To prevent bowel obstruction and perforation, you will have a naso-gastric tube (NGT) connected to wall suction. If necessary, you will have 1 or more Jackson-Pratt bulb drainage systems that remove excess fluid from the operative site. If you have a foley catheter draining urine from a continent voiding reservoir or a catheterized diversion, it will be flushed every 3 hours and as needed to prevent it from becoming clogged. The stents that keep your ureters open will drain to a collection bag and may also require flushing. Your urine output will be carefully collected (depending on which type of urinary diversion your surgeon creates) and recorded. You will stay in bed all day but your position will be changed every 2 hours.

Over the next 2 days (called post-op days 1 and 2), you will be weighed and have blood work drawn every morning. Your vital signs will be taken every 4 hours. You will continue to have IV fluids and medications as before. Your oxygen will be weaned off. Your surgical dressings will be changed. Your foley and stents will be flushed as needed. You will get out of bed and sit in a chair for 20 minutes at least twice a day. On post-op day 2, you will walk in the hallway with help.

On post-op day days 3 and 4, your vital signs will be taken every 8 hours. You will continue to walk in the hallways with help. Your dressings will be changed daily and removed for good when possible. Your NGT may be removed if your bowel begins to awaken.
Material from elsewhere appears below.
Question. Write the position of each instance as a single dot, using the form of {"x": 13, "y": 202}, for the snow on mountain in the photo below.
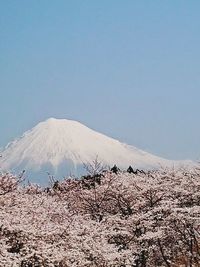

This is considered to have begun when you start to pass gas. (Please note that this is extremely variable. It takes far longer for many people’s bowels to wake up after major surgery.) Once the NGT is removed, you will be allowed to have some ice chips. If you tolerate them, you will start on a clear liquid diet the next day. Each day your diet will be advanced as long as you tolerate it without nausea/vomiting.

On post-op days 5, 6, and 7, more of the tubes, drains, and dressings (like the central IV access, surgical clips, and the Jackson-Pratt) may be removed. You will continue to walk with help. Blood work will be done every other day. You will begin to participate in the care of your stoma (if you have one) and you will learn how to irrigate your stents and foley (if you have them). Specific plans for home care will be made.

Barring any complications, you will leave the hospital 7 days or so after your surgery.